Nach dem Brand seines Getreidefeldes hat Landwirt Hendrik Schwerter große Probleme

Aus der Luft sind das Ausmaß des Feuers und die Rauchentwicklung gut zu sehen. © Helmut Kaczmarek

Die Anwohnerin stand die ganze Zeit mit der Feuerwehr und der Polizei ín Kontakt, auch um zu zeigen, wie die Löschfahrzeuge am besten an den Brand herankommen. „Ein Glück für uns war der Wind“, sagt sie. Der hat später gedreht, so dass das Feuer von den Häusern weggezogen ist. „Sonst hätte es bei den Nachbarn die Tannen in Brand setzen können. Das war noch Glück im Unglück“, beschreibt sie die Gefahr für die Anwohner.
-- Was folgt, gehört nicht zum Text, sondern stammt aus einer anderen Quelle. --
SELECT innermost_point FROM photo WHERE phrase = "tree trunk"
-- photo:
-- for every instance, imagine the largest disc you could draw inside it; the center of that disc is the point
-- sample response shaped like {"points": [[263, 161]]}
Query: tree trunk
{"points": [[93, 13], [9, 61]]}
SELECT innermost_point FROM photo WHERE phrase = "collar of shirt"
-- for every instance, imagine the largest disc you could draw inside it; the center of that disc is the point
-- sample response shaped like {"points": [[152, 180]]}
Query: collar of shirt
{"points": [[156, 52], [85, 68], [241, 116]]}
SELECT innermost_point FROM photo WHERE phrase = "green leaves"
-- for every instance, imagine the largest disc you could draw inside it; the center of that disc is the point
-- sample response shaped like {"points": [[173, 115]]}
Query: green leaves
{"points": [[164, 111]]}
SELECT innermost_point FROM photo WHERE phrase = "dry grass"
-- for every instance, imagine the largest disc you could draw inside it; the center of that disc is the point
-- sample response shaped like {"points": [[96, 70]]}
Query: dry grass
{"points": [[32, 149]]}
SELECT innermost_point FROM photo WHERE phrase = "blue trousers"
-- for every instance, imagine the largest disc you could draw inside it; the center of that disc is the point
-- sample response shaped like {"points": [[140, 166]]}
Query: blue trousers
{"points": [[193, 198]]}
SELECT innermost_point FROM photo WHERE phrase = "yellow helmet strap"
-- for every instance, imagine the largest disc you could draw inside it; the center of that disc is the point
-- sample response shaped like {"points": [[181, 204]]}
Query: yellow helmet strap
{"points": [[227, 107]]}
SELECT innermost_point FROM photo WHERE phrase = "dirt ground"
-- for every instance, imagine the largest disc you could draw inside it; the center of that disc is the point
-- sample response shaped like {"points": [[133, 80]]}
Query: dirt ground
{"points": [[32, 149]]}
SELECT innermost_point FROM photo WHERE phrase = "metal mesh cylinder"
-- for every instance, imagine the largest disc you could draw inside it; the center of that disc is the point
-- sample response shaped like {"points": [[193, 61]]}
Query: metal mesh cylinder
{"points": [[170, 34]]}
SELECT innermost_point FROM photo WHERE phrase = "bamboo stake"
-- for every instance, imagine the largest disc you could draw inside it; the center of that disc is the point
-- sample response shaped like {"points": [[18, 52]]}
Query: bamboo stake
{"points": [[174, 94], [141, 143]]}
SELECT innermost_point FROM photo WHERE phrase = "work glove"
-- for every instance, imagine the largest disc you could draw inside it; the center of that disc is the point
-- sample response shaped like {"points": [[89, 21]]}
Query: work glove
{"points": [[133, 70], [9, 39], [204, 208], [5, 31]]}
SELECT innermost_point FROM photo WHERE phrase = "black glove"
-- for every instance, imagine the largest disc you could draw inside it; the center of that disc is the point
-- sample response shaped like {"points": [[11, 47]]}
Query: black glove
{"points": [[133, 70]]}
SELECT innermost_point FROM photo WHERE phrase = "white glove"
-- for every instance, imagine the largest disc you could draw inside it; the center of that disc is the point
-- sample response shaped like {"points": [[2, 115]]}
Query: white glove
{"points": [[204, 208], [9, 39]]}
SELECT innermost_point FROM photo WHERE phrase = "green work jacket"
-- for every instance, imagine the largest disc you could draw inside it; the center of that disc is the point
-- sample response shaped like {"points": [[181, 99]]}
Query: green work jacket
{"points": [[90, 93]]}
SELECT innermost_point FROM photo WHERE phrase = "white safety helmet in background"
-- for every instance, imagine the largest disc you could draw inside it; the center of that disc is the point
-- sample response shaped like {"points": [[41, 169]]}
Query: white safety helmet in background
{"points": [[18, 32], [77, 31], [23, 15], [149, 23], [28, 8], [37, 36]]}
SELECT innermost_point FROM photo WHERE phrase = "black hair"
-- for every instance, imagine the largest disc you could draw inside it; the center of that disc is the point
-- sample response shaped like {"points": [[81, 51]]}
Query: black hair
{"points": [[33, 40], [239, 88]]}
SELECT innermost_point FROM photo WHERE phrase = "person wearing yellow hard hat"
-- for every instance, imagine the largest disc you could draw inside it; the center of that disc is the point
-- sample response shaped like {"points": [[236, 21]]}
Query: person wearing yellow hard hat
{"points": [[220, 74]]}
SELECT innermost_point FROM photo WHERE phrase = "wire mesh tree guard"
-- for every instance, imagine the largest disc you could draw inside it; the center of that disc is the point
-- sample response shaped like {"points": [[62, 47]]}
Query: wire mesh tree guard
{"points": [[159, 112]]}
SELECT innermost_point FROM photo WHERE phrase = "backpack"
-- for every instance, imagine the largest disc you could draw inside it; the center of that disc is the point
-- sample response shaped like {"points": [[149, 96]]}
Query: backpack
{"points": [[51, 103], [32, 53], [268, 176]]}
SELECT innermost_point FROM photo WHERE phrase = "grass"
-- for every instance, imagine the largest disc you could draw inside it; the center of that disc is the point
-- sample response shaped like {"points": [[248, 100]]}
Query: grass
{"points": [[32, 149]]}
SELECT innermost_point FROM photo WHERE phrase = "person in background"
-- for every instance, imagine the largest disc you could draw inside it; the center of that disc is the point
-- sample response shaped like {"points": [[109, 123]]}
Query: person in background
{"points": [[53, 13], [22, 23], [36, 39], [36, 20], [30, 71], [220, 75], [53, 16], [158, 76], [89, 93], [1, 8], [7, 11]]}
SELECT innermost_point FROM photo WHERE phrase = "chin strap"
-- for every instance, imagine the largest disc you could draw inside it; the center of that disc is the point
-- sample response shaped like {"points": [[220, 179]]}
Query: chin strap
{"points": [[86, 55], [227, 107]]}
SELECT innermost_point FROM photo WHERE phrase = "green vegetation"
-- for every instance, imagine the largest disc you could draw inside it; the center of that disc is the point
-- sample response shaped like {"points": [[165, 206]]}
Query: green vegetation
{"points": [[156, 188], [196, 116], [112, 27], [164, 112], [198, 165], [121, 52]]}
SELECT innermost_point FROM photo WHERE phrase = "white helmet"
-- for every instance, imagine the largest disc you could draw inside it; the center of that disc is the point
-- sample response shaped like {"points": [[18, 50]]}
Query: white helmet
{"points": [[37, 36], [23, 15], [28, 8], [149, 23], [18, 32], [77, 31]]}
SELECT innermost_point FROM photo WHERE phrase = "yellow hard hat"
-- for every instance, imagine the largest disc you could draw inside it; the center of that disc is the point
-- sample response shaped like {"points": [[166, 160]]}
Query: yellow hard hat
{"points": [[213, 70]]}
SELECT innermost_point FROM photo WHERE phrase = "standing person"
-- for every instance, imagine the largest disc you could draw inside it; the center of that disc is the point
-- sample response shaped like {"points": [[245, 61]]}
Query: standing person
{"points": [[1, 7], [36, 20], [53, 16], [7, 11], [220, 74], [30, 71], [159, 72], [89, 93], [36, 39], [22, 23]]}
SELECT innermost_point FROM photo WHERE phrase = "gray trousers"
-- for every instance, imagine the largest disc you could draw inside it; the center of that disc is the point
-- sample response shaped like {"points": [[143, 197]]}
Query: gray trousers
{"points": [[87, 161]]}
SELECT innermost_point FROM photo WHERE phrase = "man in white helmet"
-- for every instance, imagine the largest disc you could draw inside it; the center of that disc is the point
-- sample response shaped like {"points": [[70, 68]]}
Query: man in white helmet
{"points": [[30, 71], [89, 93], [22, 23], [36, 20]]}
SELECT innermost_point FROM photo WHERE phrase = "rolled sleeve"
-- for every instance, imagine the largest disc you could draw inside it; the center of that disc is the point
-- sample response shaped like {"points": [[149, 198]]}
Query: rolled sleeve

Das Löschen des Brandes dauerte über eine Stunde.

Ursache des Brandes ist weiter unklar

Die Brandursache ist bisher noch unklar. „Die Feuerwehr spekulierte, dass es möglicherweise eine weggeworfene Zigarette gewesen sein könnte, oder auch eine Glasscherbe“, so Elisabeth Schwerter, die Mutter des Landwirts Hendrik Schwerter. Aber auch die enorme Hitze könnte den Brand ausgelöst haben. Die große Wärme macht der Landwirtschaft generell sehr zu schaffen. „Alle leiden unter dem Wassermangel.“

Nach dem Brand seines Getreidefeldes hat Landwirt Hendrik Schwerter große Probleme

Große Teile des Feldes sind verbrannt. © Tobias Weskamp

Der Schaden ist für den Landwirt sehr groß. „Beziffern können wir ihn noch nicht“, erklärt Elisabeth Schwerter. „Es ist sowohl Stroh verloren gegangen als auch Getreide.“ Schützen kann man sich gegen so einen Verlust nicht, wie sie erklärt: „Vorsorge kann man da nicht treffen. Und zu versichern ist so ein Fall auch nicht. Das ist höhere Gewalt.“

Ein so großer Brand kommt nicht oft vor. „In unserem Betrieb ist uns so etwas noch nicht passiert“, erklärt Elisabeth Schwerter. „Der Hof ist schon seit fünf oder sechs Generationen in Familienhand.“ Auch Rosemarie Mehlhorn kann sich an so ein Ereignis in den vergangenen 20 Jahren nicht erinnern.

Ein Landwirt half der Feuerwehr beim Löschen

Die Feuerwehr bekam beim Löschen des Brandes unerwartete Hilfe. Ein Bauer hatte sie mit seinem Trecker beim Löschen unterstützt. „Er kam zufällig vorbei und hat sofort geholfen“, so Elisabeth Schwerter dankbar. Auch Hendrik Schwerter kam, sobald er informiert wurde, mit seinem Trecker und zog eine Schneise in das Feld, damit der Brand besser gestoppt werden konnte.